2003 coronaNouvelles de la bibliothèque

Pour lancer l’année, le bibliothécaire de la SFO Allard Eekman fait un compte-rendu des œuvres récemment acquises et des prêts de partitions en cette période de pandémie.

Allard Eekman – En 2020, un certain nombre d’œuvres ont été acquises par la bibliothèque de la SFO. A côté d’œuvres connues de Haendel et Mozart, nous avons également reçu des partitions particulières qui pourraient intéresser certains orchestres : le Concerto pour marimba et orchestre no 1–un défi – du joueur de marimba et compositeur chinois Chin-Cheng Lin. 

Et parmi les 44 œuvres reçues d’un chef d’orchestre, figure, entre autres, la Troisième symphonie de Hubert C. Parry, les poèmes symphoniques In the Forest et Thesea du compositeur lituanien Mikalojus Ciurlionis, toutes pour orchestre symphonique, et la Suite de Raymonda, pour grand orchestre symphonique, d’Alexandre Glasounov. Ces œuvres mériteraient d’être jouées plus souvent !

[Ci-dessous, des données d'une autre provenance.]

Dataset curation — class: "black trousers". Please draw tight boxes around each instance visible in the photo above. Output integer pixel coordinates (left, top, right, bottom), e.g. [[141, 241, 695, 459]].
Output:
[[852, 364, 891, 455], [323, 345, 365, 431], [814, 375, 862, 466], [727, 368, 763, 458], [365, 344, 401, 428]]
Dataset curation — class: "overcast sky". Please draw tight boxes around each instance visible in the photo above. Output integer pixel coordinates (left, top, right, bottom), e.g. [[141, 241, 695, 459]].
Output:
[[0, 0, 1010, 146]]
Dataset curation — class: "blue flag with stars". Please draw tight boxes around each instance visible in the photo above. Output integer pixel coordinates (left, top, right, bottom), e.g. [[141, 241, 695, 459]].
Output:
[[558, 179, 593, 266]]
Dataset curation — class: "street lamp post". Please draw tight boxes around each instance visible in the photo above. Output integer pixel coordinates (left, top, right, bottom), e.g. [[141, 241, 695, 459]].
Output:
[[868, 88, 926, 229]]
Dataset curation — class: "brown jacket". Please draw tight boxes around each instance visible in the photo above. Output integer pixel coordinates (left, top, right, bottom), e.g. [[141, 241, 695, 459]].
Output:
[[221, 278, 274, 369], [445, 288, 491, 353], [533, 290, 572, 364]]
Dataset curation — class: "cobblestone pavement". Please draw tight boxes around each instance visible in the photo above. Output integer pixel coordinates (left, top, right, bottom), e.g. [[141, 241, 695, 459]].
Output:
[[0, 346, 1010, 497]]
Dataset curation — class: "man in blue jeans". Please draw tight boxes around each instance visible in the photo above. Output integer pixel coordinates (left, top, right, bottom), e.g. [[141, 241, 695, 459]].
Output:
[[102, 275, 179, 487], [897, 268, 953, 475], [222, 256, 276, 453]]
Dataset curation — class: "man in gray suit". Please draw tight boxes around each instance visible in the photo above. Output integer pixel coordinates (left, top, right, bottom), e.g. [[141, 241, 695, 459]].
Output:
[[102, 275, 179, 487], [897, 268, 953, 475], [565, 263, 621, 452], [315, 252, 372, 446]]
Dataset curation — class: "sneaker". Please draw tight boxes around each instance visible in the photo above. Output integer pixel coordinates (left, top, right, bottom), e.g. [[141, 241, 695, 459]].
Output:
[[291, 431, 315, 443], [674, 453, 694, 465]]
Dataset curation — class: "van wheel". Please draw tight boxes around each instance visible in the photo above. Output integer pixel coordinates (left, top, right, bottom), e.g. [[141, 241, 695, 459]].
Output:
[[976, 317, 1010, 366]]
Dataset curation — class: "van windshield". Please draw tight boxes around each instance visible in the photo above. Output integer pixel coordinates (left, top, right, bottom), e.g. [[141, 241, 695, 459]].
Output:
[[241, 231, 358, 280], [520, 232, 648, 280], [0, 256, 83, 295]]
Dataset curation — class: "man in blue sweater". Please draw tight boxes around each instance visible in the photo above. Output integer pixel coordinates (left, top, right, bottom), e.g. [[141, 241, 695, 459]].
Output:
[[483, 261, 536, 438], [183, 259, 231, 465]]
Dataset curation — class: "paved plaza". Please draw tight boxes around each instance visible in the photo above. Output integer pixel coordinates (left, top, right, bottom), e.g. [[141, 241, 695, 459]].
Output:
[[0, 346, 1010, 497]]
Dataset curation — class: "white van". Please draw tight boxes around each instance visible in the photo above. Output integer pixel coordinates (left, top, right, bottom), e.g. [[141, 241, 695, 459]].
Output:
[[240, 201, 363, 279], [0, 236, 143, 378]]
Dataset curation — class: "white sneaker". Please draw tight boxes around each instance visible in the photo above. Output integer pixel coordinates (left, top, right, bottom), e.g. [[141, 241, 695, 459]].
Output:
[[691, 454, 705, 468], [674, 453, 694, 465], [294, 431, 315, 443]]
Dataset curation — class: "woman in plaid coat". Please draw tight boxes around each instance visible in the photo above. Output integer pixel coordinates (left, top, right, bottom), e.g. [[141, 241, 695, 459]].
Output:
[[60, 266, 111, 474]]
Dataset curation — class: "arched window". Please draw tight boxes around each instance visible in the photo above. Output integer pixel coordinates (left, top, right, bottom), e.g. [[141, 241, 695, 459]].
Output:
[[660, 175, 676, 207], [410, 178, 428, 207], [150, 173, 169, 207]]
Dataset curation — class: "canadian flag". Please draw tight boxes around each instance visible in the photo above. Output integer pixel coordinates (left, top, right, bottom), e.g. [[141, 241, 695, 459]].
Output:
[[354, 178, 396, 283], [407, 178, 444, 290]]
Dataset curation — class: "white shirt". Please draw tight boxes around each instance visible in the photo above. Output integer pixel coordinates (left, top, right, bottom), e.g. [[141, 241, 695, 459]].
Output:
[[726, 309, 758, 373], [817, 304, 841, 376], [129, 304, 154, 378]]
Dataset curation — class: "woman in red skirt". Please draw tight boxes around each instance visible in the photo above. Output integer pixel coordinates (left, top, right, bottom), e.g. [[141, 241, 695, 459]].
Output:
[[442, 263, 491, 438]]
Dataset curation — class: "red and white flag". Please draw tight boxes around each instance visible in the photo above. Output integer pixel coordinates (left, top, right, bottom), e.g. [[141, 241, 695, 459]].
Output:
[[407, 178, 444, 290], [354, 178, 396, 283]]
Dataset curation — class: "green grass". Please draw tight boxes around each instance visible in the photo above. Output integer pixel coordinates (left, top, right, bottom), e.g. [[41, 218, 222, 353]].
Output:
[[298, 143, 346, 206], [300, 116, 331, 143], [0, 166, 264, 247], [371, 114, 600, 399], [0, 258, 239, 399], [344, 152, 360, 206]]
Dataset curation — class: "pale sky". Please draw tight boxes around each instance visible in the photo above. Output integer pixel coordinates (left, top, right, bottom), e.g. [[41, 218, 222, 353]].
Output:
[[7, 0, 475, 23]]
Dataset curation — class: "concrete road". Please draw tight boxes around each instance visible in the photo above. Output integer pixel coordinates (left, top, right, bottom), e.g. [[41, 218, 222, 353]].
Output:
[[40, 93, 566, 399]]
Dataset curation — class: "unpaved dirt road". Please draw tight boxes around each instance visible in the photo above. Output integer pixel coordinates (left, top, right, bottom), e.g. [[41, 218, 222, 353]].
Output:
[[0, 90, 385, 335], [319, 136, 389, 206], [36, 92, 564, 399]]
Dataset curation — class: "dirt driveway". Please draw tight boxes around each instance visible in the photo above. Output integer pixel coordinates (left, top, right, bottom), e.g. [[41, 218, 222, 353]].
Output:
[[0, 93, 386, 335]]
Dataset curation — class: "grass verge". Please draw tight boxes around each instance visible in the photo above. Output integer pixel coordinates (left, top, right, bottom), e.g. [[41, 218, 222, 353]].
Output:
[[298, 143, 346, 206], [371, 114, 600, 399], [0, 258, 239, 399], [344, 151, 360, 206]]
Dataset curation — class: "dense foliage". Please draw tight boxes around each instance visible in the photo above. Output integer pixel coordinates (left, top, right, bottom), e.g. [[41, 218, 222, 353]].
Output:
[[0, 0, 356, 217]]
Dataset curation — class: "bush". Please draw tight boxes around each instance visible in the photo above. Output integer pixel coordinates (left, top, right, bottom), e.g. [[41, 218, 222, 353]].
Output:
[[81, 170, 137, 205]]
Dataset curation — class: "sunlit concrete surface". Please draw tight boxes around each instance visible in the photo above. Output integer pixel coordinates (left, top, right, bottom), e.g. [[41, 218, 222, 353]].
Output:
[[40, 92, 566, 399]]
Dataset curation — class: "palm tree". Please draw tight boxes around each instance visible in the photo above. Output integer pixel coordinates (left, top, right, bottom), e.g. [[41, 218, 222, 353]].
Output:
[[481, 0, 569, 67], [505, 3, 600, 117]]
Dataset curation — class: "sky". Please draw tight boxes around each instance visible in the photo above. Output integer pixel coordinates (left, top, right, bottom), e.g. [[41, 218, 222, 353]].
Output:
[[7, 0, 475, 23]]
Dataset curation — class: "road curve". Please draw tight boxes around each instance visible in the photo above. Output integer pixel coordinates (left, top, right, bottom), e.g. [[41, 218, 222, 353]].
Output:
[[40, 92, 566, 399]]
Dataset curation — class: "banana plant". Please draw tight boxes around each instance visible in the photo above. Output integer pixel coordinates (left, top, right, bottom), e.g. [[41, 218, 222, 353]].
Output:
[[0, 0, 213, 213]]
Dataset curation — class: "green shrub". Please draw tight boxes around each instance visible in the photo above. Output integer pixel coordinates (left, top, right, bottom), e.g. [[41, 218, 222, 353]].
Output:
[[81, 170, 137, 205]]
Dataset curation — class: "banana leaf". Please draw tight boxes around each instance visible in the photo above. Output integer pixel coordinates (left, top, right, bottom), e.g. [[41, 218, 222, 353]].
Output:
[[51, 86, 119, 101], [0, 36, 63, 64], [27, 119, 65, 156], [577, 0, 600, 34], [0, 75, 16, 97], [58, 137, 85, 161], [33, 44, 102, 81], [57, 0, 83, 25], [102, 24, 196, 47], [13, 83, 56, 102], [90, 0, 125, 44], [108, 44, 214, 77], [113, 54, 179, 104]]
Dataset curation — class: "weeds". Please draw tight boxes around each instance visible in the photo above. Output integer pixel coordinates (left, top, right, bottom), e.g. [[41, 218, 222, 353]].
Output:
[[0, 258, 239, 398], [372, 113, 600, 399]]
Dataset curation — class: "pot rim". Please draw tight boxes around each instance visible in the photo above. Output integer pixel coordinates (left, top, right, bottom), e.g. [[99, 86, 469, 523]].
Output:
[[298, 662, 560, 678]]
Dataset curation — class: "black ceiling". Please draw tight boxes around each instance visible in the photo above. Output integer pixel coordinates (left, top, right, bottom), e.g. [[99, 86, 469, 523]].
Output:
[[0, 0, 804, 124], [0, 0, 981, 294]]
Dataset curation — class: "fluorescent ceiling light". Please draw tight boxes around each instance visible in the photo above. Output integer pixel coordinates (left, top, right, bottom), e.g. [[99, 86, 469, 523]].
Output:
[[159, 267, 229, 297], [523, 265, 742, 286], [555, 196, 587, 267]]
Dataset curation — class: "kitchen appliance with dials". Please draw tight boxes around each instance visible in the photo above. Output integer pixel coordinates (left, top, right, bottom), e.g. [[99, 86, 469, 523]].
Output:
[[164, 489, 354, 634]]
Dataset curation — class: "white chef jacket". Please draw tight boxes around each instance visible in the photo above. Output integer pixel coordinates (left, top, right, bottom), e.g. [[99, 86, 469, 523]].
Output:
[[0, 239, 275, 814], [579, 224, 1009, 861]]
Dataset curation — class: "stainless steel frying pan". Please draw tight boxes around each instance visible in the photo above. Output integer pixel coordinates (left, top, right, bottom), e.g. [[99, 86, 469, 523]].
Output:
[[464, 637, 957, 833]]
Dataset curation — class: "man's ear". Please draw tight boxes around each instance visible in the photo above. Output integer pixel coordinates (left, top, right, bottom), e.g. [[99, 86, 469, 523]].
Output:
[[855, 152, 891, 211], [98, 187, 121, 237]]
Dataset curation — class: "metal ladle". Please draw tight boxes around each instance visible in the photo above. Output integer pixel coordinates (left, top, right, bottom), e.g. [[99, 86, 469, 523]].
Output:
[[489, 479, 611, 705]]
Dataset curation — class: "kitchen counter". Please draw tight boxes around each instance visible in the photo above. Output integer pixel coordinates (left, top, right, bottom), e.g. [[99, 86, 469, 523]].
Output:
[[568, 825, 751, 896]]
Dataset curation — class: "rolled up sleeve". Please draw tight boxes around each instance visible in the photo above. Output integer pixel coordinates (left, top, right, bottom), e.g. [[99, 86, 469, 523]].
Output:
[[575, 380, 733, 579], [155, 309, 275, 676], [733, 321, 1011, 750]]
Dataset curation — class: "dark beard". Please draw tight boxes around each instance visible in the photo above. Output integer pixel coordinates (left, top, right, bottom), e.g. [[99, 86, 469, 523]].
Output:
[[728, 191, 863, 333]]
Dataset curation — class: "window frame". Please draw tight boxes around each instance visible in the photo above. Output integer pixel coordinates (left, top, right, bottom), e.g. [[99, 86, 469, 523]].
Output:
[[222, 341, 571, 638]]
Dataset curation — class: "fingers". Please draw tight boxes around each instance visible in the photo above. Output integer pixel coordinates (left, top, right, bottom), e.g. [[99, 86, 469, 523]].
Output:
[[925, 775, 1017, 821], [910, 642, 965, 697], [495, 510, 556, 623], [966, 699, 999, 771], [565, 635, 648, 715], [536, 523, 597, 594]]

La bibliothèque a aussi reçu quelques dons. La succession de Margrit Fialowitsch, professeure de musique et cheffe d’orchestre qui a dirigé pendant plusieurs années un orchestre de jeunes en Valais, mérite notamment d’être mentionnée. Dans ce cas, il s’agit principalement d’œuvres pour orchestre à cordes et de concertos rares des époques baroque et classique. Le fait que les droits d’exécution des œuvres contemporaines soient souvent restreints est problématique. Cette musique-là devrait justement être jouée plus souvent ! D’ailleurs, beaucoup de ces compositions constituent un défi, je pense notamment aux orchestres de jeunes.

La situation actuelle
2020 fut aussi une année particulière pour la bibliothèque de la SFO ; de nombreux ensembles membres ont dû repousser une ou deux fois leurs concerts prévus de longue date, en raison de l’épidémie du coronavirus. Les partitions empruntées ont souvent été prolongées, mais dans beaucoup de cas, elles ont été renvoyées sans avoir été utilisées. C’est pourquoi la bibliothèque s’est montrée compréhensive au sujet des tarifs de prêt. D’une manière générale, on emprunte en ce moment nettement moins que d’habitude. Mais le fait que plusieurs orchestres ont des envies particulières pour la nouvelle année prouve bien que l’espoir existe de prévoir à nouveau des répétitions, dans un avenir plus ou moins proche.

Peut-être est-il intéressant de mentionner également que, à l’instar de certaines bibliothèques des organisations partenaires étrangères qui, comme la SFO, sont membres de l’European Orchestra Federation (EOFed), le niveau des prêts est relativement stable en Suisse. Aux Pays-Bas par exemple, le nombre en est plutôt en recul. Une des raisons à cela est que les tarifsysont beaucoup plus élevés, parce que la bibliothèque n’emploie que des professionnels rétribués normalement. Le travail en partie bénévole favorise des tarifs particulièrement modestes chez nous.

La situation du personnel
C’est principalement le domaine du prêt qui occupe mes deux collègues : le prêt lui-même, l’envoi, les retours et le contrôle des partitions et, malheureusement aussi souvent, l’effacement des nombreuses annotations apposées. Elles numérotent aussi toutes les parties des œuvres nouvellement cataloguées et les timbrent. Personnellement, je m’occupe surtout des commandes et du catalogage des partitions et, comme mes collègues, également du tri des dons – parfois plusieurs cartons pleins ! De plus, j’échange assez souvent avec des ensembles ayant des vœux particuliers ou proposantàla bibliothèque de la SFO leurs archives musicales (leurs partitions), comme l’a fait l’Orchestre d’Yverdon l’automne dernier.

En résumé, je pourrais dire que l’année écoulée a été riche en activités et en échanges, malgré les difficultés.